赵老蔫婆娘被他的眼神看得一哆嗦,硬着头皮说:“昊子兄弟……是……是这样的……我今儿收拾老蔫的旧东西,翻出来一件……一件你娘生前落在我家的旧褂子……你看……你要不要……过来拿一下?顺便……顺便嫂子做了点饭,咱们……咱们边吃边说说?以前……以前都是我们不对……老蔫他也……遭了报应了……你就当可怜可怜嫂子,给嫂子一个赔罪的机会……”
她说得磕磕巴巴,眼神躲闪,额头上全是冷汗,任谁都能看出她的言不由衷和极度恐惧。
陈昊心中冷笑。赔罪?和解?黄鼠狼给鸡拜年!他几乎立刻就能猜到,这肯定是个陷阱。王建国、李老五那些残党,狗急跳墙了。
他本想直接拒绝,甚至拆穿她。但转念一想,去看看也好。看看这些濒死的蝼蚁,还能玩出什么花样。也许,能从中找到一些关于父亲之死的更多线索?或者,干脆借此机会,做个了断?
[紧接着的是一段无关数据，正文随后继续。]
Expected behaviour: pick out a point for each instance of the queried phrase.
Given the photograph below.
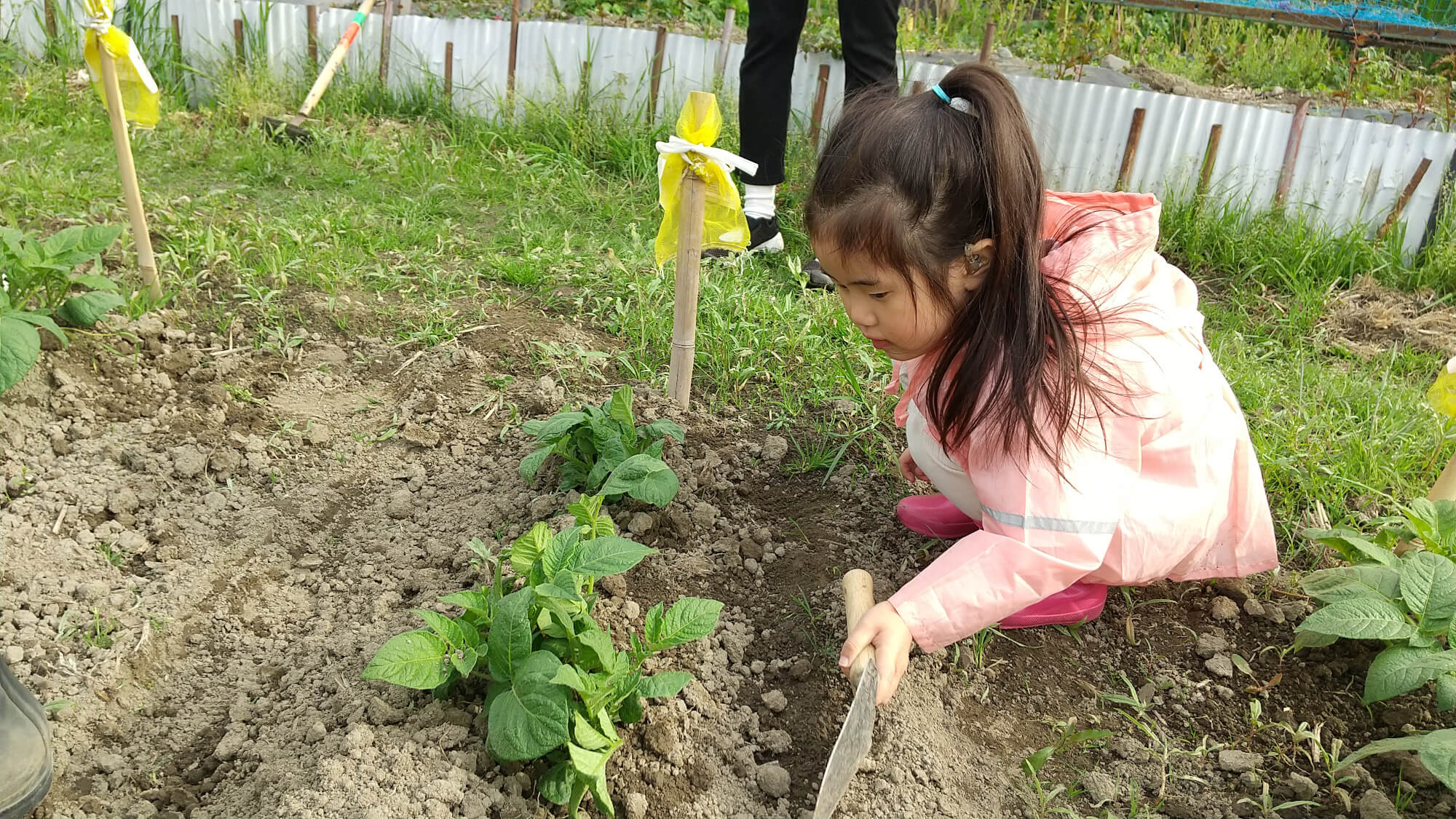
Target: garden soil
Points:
(205, 544)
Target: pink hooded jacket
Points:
(1166, 488)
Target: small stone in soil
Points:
(1302, 786)
(1221, 666)
(401, 505)
(774, 780)
(1238, 761)
(1101, 787)
(1225, 608)
(1375, 804)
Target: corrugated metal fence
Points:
(1349, 174)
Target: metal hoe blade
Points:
(852, 743)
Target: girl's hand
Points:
(909, 470)
(887, 631)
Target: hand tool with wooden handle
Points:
(860, 726)
(293, 127)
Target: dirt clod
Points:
(774, 780)
(1375, 804)
(1225, 608)
(1238, 761)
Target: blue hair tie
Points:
(957, 103)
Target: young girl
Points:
(1056, 387)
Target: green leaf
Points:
(1429, 589)
(534, 716)
(555, 786)
(1353, 547)
(622, 407)
(1361, 620)
(529, 548)
(554, 427)
(510, 640)
(414, 659)
(666, 684)
(534, 462)
(691, 618)
(561, 551)
(44, 323)
(1439, 755)
(1401, 668)
(569, 676)
(665, 429)
(1352, 582)
(20, 349)
(448, 628)
(474, 602)
(587, 735)
(608, 555)
(646, 478)
(88, 308)
(587, 762)
(1447, 692)
(97, 283)
(1313, 640)
(599, 643)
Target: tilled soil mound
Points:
(205, 545)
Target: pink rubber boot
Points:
(935, 516)
(1080, 604)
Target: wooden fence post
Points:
(385, 30)
(724, 46)
(1404, 200)
(657, 74)
(1135, 135)
(685, 304)
(818, 122)
(1211, 157)
(314, 36)
(1297, 132)
(449, 71)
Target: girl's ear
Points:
(973, 269)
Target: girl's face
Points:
(903, 320)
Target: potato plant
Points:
(36, 288)
(1401, 589)
(604, 451)
(558, 684)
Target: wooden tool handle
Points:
(860, 598)
(336, 59)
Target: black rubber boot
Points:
(25, 746)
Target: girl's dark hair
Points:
(909, 184)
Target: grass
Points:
(435, 221)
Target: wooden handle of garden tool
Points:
(860, 598)
(336, 60)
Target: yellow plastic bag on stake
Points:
(724, 225)
(141, 98)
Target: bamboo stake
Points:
(1404, 200)
(724, 46)
(1135, 135)
(384, 43)
(129, 175)
(314, 36)
(449, 71)
(1297, 133)
(510, 60)
(1211, 157)
(685, 302)
(657, 74)
(819, 107)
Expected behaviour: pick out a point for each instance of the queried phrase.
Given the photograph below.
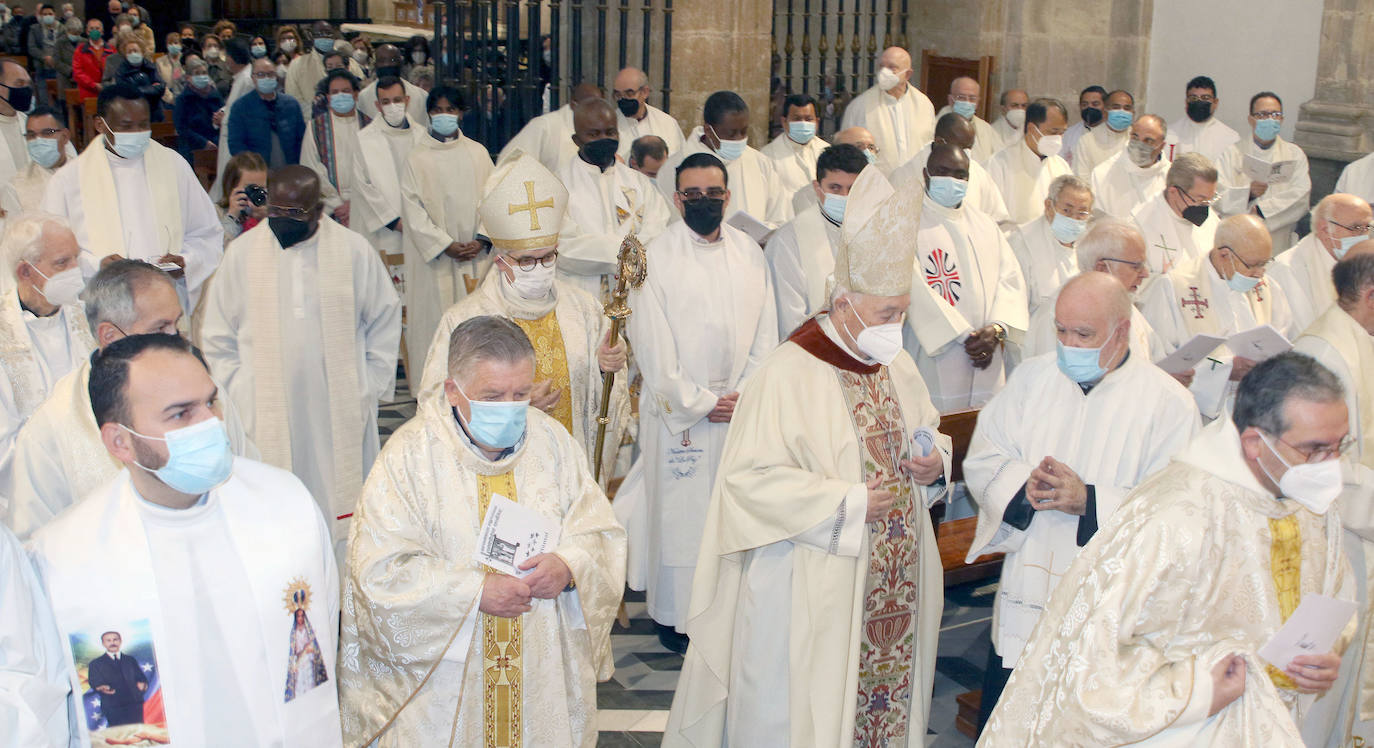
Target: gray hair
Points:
(109, 296)
(1105, 238)
(484, 338)
(1264, 393)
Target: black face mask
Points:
(601, 153)
(704, 215)
(1198, 112)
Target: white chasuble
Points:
(219, 607)
(417, 656)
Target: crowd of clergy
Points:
(1174, 391)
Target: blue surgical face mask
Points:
(947, 190)
(198, 457)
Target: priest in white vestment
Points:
(818, 594)
(1024, 169)
(1152, 635)
(226, 594)
(1219, 293)
(568, 326)
(899, 116)
(1266, 175)
(606, 200)
(443, 249)
(635, 118)
(58, 457)
(970, 297)
(801, 255)
(302, 327)
(454, 637)
(704, 319)
(1340, 222)
(129, 197)
(1135, 173)
(1057, 451)
(753, 179)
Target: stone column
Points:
(1337, 125)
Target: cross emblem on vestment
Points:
(532, 206)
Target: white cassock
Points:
(1138, 622)
(1282, 205)
(418, 657)
(793, 589)
(1113, 436)
(753, 183)
(1095, 147)
(1119, 184)
(205, 602)
(794, 164)
(656, 123)
(704, 321)
(304, 341)
(899, 127)
(1209, 139)
(59, 458)
(436, 216)
(142, 209)
(36, 704)
(981, 194)
(377, 180)
(547, 138)
(801, 259)
(967, 274)
(602, 208)
(566, 327)
(1193, 299)
(415, 109)
(1024, 179)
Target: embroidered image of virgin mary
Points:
(305, 664)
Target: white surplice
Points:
(210, 590)
(602, 208)
(966, 266)
(1282, 204)
(704, 319)
(1119, 184)
(441, 186)
(1121, 431)
(1024, 179)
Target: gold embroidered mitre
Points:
(524, 205)
(877, 238)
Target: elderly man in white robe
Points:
(444, 252)
(1057, 451)
(1135, 173)
(469, 635)
(1264, 175)
(209, 547)
(899, 116)
(1044, 248)
(131, 197)
(1134, 645)
(704, 319)
(1340, 222)
(302, 327)
(972, 297)
(606, 201)
(1022, 171)
(58, 455)
(1219, 293)
(818, 532)
(566, 326)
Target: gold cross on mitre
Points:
(532, 205)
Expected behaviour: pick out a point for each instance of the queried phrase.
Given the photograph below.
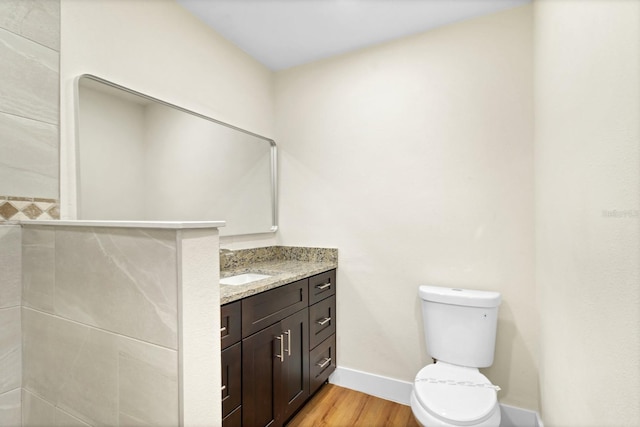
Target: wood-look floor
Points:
(335, 406)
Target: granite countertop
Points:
(285, 264)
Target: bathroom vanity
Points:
(277, 336)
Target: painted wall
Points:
(158, 48)
(588, 210)
(415, 159)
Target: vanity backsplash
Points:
(244, 258)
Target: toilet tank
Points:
(460, 324)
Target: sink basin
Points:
(243, 279)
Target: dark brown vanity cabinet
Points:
(322, 328)
(231, 361)
(287, 349)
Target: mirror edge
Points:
(76, 169)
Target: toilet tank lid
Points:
(463, 297)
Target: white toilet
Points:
(460, 332)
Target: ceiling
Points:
(284, 33)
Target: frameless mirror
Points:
(140, 158)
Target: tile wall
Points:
(10, 329)
(99, 326)
(29, 141)
(29, 109)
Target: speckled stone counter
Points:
(285, 264)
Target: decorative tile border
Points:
(26, 208)
(246, 257)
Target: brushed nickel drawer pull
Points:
(324, 363)
(323, 321)
(288, 334)
(281, 355)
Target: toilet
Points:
(460, 332)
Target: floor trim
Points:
(400, 391)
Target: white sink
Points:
(243, 279)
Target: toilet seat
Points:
(454, 394)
他沉默着,没有立刻回答,只是用冰冷的眼神审视着赵老蔫婆娘,看得她几乎要瘫软在地。
就在这时,一个声音,轻飘飘地,仿佛贴着他的耳朵响了起来。只有他能听见。
是冥月的声音。
“明天,有人请你吃饭。”
陈昊心中一震,但脸上不动声色。
冥月的声音继续传来,带着一丝若有若无的、冰冷的戏谑:
“菜里,有‘料’。”
说完,声音便消失了,仿佛从未出现过。
陈昊的瞳孔微微收缩。冥月知道了!她不仅知道这个陷阱,甚至连细节都一清二楚!菜里有“料”?是毒药?还是迷药?
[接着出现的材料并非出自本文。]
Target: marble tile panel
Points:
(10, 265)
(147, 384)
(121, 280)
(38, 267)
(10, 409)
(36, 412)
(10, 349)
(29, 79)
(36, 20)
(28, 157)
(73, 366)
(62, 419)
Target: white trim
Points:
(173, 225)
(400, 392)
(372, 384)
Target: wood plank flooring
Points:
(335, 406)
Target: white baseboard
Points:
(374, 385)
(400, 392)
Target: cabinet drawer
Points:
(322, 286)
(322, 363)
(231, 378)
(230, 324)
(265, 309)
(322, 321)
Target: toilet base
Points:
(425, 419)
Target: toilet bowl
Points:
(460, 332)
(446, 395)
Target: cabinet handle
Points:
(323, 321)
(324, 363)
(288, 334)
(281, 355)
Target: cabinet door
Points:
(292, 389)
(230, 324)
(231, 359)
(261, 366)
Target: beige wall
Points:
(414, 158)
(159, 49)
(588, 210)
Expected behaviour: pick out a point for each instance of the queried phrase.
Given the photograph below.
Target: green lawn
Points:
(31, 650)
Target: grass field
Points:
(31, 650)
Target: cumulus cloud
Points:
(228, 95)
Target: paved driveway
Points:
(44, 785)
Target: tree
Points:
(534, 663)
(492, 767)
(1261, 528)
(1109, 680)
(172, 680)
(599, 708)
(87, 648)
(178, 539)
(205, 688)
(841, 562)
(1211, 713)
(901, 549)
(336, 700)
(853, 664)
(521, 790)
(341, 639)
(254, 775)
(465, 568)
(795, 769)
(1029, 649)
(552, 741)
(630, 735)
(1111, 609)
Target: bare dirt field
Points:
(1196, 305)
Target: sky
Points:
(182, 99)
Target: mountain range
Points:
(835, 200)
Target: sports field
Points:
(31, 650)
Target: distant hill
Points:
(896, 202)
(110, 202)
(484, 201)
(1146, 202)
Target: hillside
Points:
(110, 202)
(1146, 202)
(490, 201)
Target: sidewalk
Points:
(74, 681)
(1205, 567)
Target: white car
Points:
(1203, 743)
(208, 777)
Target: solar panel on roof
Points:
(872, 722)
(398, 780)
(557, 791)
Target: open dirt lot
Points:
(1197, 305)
一股寒意沿着脊椎爬升,但随之而来的,是一种破罐子破摔的决绝。也好,既然她都知道,那这场“最后的晚餐”,或许就是一切终结的开端。
他抬起头,看着快要吓晕过去的赵老蔫婆娘,脸上露出一丝极其冰冷的、近乎残酷的笑容。
“好。”他淡淡地吐出一个字。
赵老蔫婆娘如蒙大赦,又像是被更大的恐惧攫住,连声道:“哎!哎!好!好!明天傍晚!嫂子在家等你!”说完,像逃命一样跑了。
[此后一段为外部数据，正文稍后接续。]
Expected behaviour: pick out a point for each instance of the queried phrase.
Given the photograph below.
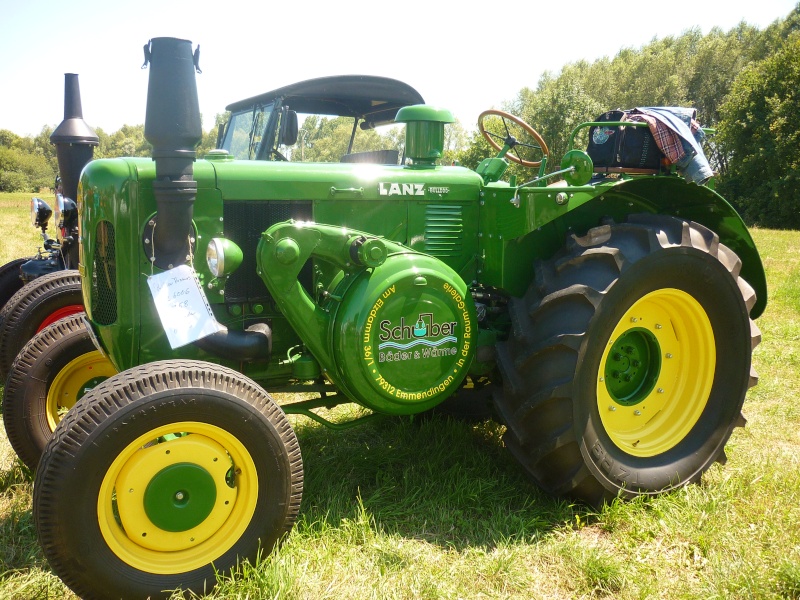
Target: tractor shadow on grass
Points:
(441, 480)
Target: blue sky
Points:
(465, 56)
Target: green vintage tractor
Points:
(606, 317)
(47, 358)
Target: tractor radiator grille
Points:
(444, 229)
(104, 275)
(244, 222)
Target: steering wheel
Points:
(493, 130)
(274, 152)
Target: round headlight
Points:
(40, 212)
(223, 257)
(214, 257)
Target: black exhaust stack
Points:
(73, 138)
(172, 126)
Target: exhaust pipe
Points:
(74, 141)
(73, 138)
(172, 126)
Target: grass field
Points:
(438, 509)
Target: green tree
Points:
(24, 171)
(126, 141)
(760, 130)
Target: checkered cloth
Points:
(667, 140)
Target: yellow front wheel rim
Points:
(73, 381)
(147, 534)
(656, 373)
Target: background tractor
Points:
(39, 290)
(606, 318)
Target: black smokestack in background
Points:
(172, 126)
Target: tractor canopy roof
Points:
(369, 98)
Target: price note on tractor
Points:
(182, 306)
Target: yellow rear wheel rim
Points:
(656, 373)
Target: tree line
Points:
(743, 83)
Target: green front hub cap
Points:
(632, 366)
(180, 497)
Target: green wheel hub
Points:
(656, 373)
(632, 367)
(180, 497)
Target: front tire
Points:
(629, 361)
(174, 471)
(36, 305)
(50, 374)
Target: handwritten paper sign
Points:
(182, 306)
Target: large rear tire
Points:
(629, 360)
(163, 476)
(36, 305)
(10, 281)
(58, 366)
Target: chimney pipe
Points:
(73, 138)
(172, 125)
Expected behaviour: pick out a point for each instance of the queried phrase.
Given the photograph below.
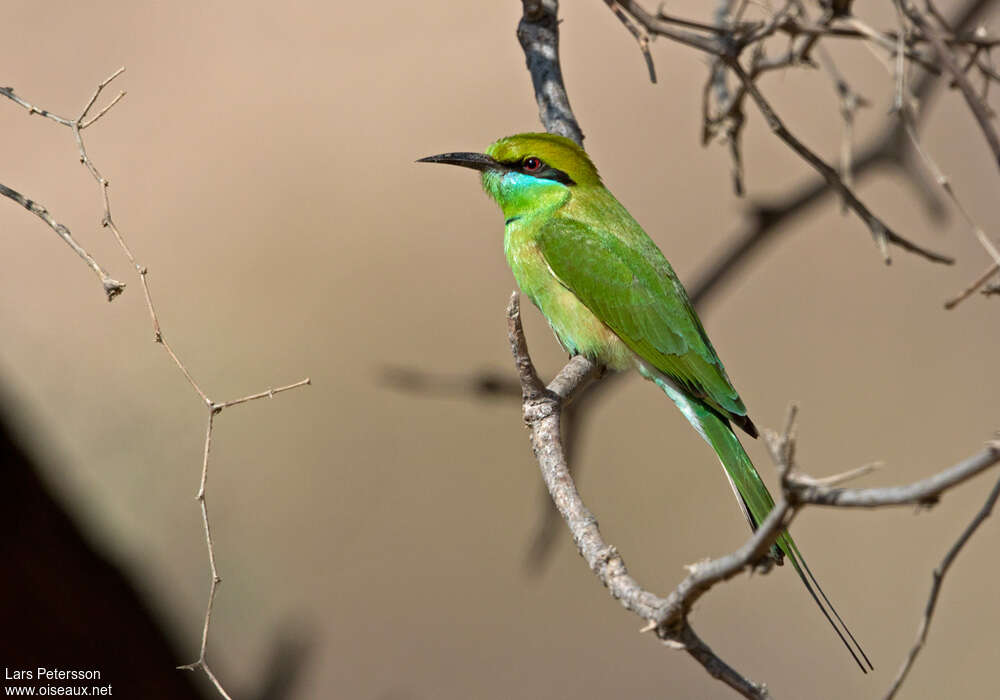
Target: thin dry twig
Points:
(214, 408)
(937, 580)
(112, 287)
(727, 47)
(668, 616)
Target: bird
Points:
(608, 293)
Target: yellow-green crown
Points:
(555, 151)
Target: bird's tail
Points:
(756, 502)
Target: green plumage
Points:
(609, 293)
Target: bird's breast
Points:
(577, 328)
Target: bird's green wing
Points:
(631, 287)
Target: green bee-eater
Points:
(609, 294)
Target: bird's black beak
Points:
(476, 161)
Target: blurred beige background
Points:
(262, 168)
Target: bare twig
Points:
(668, 616)
(112, 287)
(641, 37)
(77, 126)
(542, 408)
(972, 287)
(937, 580)
(978, 108)
(538, 33)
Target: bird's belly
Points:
(576, 326)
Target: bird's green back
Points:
(589, 244)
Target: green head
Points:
(528, 172)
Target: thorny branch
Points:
(113, 288)
(924, 38)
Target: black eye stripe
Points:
(546, 172)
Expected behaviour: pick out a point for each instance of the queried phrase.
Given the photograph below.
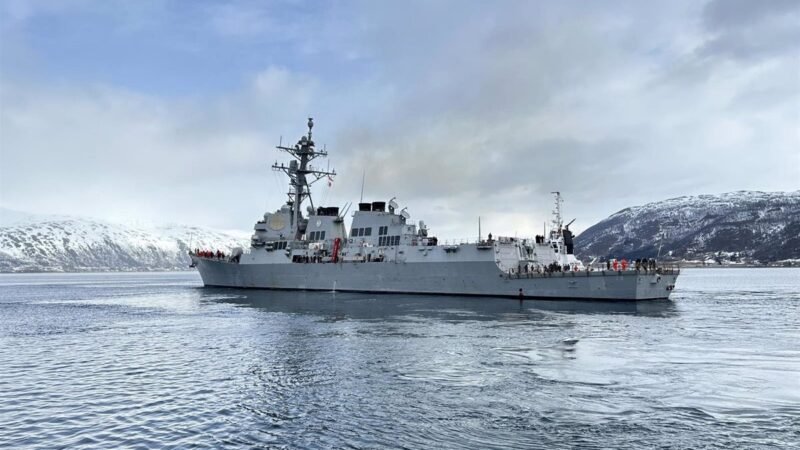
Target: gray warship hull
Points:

陈昊看着她的背影,握紧了手中的柴刀。明天?吃饭?有料?
他倒要看看,这场由恐惧烹制的“最后的晚餐”,会吃出怎样的结局。冥月的警告,是提醒,还是……另一种形式的邀请?她似乎正期待着自己,踏入这充满毒药的宴席,走向那早已注定的终局。
夜幕降临,刘家坳死寂如墓。王建国、李老五等人躲在赵老蔫家黑暗的角落里,如同等待猎物的困兽,紧张、恐惧,又带着一丝疯狂的期待。而陈昊,则在自己的小屋里,擦拭着锋利的柴刀,眼神冰冷,等待着黎明的到来,以及随之而来的、充满杀机的黄昏。
这场晚餐,注定无人能够安然享用。它将是仇恨、恐惧、背叛和最终清算的舞台。而冥月,如同幕后的导演,早已洞悉一切,静待好戏开场。